The current mortgage rates forecast is relatively bright: Rates aren’t expected to rise significantly in the near future, and our market expert thinks that 30-year rates could end the year closer to 6% — and perhaps even lower.
Rates marched upwards steadily for most of 2023, helping to put home affordability at a low point we haven’t seen since the 1980s. However, with the Federal Reserve signaling that its most recent cycle of rate hikes may be coming to an end in 2024, market-watchers and investors are feeling more hopeful. Potential homebuyers, too, can afford to be cautiously optimistic — if inflation continues to ease and interest rates remain where they are (or go even lower), the housing market will have a chance to bounce back.
There are many factors determining mortgage rates that are out of your control, but here are a few steps you can take to get the best mortgage rate:
When you apply for a mortgage, you’ll receive a loan estimate within three business days. Once you’ve reviewed your options and feel good about an offer, you can request a mortgage rate lock. This “locks” your interest rate in place, so it can’t increase in the time it takes for you to get approved for and close on your loan.
The Maryland Department of Housing and Community Development (DHCD) runs several programs, known as Maryland Mortgage Program (MMP) loans, designed to help first-time homebuyers achieve homeownership. However, these programs also allow those who aren’t first-time homebuyers to participate if they live in a targeted area.
People who have never owned a home
People who haven’t owned real estate in the last three years
Areas designated as “targeted” by the DHCD are highlighted in pink polka dots on this map.
The First Time Advantage Direct program gives borrowers access to the lowest interest rates offered by any MMP loan. Plus, while it doesn’t offer down payment assistance, it does allow you to use down payment assistance from another organization. All First Time Advantage Direct loans are 30-year, fixed-rate loans.
Borrowers must:
Use an approved lender
Make no more than the annual income limits, which vary by location and household size
Hold no more than 19% of the home price in liquid assets (there may be some exceptions)

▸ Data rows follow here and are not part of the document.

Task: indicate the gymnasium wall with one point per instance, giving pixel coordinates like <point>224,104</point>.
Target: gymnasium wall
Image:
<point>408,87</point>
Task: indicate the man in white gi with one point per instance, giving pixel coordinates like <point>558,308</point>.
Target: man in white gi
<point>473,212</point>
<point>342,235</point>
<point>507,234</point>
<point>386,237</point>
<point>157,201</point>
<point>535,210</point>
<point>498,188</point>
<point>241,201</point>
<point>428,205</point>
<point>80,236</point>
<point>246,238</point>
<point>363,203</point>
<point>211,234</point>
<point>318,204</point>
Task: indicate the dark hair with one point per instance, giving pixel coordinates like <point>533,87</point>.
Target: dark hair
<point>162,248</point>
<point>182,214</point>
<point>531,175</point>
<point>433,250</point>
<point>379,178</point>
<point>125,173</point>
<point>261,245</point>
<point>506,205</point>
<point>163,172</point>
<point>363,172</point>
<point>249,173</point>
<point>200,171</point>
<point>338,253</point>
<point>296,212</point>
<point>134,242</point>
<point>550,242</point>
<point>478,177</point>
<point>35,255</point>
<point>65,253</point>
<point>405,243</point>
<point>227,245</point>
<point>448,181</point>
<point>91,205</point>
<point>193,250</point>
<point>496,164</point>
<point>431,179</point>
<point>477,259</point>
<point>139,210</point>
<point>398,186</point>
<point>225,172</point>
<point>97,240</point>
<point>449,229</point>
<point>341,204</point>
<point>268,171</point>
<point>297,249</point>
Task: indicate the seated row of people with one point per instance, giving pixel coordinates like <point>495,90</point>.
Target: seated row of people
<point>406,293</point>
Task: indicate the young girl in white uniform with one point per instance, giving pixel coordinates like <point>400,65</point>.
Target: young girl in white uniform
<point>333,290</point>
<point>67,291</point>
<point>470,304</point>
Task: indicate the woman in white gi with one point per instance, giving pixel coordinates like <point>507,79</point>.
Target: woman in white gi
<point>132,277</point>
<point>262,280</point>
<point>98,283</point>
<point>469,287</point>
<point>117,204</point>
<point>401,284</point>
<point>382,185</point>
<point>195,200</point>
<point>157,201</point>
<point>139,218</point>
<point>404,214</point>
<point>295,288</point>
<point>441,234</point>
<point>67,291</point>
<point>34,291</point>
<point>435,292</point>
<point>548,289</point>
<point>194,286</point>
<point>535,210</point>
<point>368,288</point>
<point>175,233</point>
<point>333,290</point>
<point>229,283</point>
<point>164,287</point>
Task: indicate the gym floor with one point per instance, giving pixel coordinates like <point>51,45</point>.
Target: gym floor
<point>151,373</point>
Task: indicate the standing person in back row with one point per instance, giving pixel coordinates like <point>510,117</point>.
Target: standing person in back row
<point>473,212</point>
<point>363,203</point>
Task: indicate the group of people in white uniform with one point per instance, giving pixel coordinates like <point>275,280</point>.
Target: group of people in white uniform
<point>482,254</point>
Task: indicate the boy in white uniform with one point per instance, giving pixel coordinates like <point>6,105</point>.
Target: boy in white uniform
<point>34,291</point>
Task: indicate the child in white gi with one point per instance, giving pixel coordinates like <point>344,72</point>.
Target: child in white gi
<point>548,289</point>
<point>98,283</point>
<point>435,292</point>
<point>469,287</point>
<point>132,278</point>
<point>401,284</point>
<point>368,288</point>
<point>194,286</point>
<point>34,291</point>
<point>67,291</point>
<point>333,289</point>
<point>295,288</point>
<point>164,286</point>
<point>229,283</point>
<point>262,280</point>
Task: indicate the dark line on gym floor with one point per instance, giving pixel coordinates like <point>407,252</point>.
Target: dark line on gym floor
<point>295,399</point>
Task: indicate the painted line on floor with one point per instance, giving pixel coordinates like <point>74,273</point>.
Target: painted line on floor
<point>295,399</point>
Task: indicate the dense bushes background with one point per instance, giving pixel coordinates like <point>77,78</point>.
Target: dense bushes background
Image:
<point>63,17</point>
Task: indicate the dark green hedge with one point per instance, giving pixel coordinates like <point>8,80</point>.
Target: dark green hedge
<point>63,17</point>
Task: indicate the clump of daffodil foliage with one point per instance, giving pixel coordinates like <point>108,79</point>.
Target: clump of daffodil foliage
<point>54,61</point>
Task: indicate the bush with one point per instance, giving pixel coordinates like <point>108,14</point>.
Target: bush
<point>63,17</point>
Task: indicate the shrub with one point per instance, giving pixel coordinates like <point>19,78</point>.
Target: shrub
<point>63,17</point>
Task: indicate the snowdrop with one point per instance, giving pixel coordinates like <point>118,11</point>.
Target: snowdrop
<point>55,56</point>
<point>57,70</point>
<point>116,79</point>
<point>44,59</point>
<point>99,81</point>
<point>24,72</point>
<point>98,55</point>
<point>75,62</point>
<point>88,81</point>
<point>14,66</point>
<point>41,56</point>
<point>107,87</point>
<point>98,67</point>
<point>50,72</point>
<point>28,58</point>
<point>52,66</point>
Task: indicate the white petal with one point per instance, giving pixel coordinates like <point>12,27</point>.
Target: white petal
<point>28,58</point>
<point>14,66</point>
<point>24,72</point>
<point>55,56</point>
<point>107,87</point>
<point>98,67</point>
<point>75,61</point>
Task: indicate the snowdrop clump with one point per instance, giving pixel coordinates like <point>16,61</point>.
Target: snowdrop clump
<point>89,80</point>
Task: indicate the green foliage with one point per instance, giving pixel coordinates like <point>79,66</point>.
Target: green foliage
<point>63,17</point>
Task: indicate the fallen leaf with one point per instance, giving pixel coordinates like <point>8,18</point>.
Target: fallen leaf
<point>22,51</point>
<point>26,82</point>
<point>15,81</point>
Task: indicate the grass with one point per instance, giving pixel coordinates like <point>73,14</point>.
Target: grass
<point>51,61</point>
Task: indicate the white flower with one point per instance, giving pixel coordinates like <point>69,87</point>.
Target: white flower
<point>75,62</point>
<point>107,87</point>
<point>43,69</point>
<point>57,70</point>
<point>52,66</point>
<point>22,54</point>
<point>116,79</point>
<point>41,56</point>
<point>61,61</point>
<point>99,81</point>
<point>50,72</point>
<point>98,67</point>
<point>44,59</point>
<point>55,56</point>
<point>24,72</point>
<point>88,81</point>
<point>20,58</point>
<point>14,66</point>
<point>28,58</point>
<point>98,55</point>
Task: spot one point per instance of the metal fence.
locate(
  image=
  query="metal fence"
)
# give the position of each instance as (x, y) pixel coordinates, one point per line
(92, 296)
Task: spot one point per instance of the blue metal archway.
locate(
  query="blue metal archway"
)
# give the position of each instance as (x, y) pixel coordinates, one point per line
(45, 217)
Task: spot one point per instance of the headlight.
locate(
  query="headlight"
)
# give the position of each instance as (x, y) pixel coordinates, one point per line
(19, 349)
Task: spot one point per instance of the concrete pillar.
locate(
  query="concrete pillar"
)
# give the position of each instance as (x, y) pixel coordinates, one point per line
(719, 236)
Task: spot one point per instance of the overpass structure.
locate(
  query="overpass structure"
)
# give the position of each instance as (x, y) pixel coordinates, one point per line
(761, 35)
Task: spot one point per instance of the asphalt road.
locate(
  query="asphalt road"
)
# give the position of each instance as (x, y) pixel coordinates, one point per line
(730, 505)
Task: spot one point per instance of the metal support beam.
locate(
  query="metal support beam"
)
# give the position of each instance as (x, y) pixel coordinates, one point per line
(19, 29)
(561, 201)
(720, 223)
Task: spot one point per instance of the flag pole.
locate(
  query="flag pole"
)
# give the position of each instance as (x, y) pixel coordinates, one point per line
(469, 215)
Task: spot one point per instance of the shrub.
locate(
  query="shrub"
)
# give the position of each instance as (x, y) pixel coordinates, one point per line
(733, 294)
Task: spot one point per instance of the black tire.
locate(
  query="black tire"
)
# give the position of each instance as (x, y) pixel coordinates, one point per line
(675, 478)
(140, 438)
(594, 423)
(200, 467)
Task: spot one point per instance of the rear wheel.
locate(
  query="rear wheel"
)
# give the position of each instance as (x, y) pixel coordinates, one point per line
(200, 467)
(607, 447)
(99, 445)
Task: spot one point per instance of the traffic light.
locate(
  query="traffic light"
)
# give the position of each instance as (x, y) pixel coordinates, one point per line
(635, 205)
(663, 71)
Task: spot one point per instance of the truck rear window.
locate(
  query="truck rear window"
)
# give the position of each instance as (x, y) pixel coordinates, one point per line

The First Time Advantage 6000 program gives borrowers $6,000 to supplement their down payment funds or pay closing costs. The funds come as a zero-interest second mortgage, and no payments are due until the loan is paid off or the home is sold.
Borrowers must:
Use an approved lender
Make no more than the annual income limits, which vary by location and household size
Hold no more than 19% of the home price in liquid assets
The Home Start program offers down payment assistance to low-income borrowers. The funds come in the form of a second mortgage and don’t have to be paid back until the home is paid off, refinanced or sold. The second mortgage must be for exactly 6% of the first mortgage loan amount and can be used toward the down payment or closing costs. If 6% of the first mortgage is more than enough to cover those costs, the remaining funds can be used to reduce the principal balance.
Borrowers must:
Use an MMP first mortgage loan to purchase the home
Earn no more than 50% of the area median income
Use an approved lender
Make no more than the annual income limits, which vary by location and household size
Hold no more than 19% of the home price in liquid assets (there may be some exceptions)
→ Maryland conventional loans. A conventional loan is any loan that isn’t a part of a government-backed loan program. Most conventional lenders go by the minimum requirements set by Fannie Mae and Freddie Mac, although, if you have unique needs, you can find niche lenders who set their own guidelines.
→ Maryland FHA loans. If you aren’t able to qualify for a conventional loan, you’ll be happy to find that FHA loan requirements aren’t as stringent. You can qualify with a credit score as low as 500 if you make a 10% down payment — and If you have at least a 580 credit score, you can make a down payment as low as 3.5%.
→ Maryland VA loans. VA loan requirements are quite flexible, since they’re designed to help military borrowers access homeownership. If you qualify for a VA loan and have full VA entitlement, you can purchase or refinance with no down payment.
→ Maryland streamline refinances encompass both FHA streamline refinance loans and VA interest rate reduction refinance loans (IRRRLs). The amount of paperwork and documentation you’ll need is minimal, meaning less hassle as you refinance. However, you can utilize these programs only if you’re going from an FHA loan into another FHA loan, or from a VA loan into a VA loan.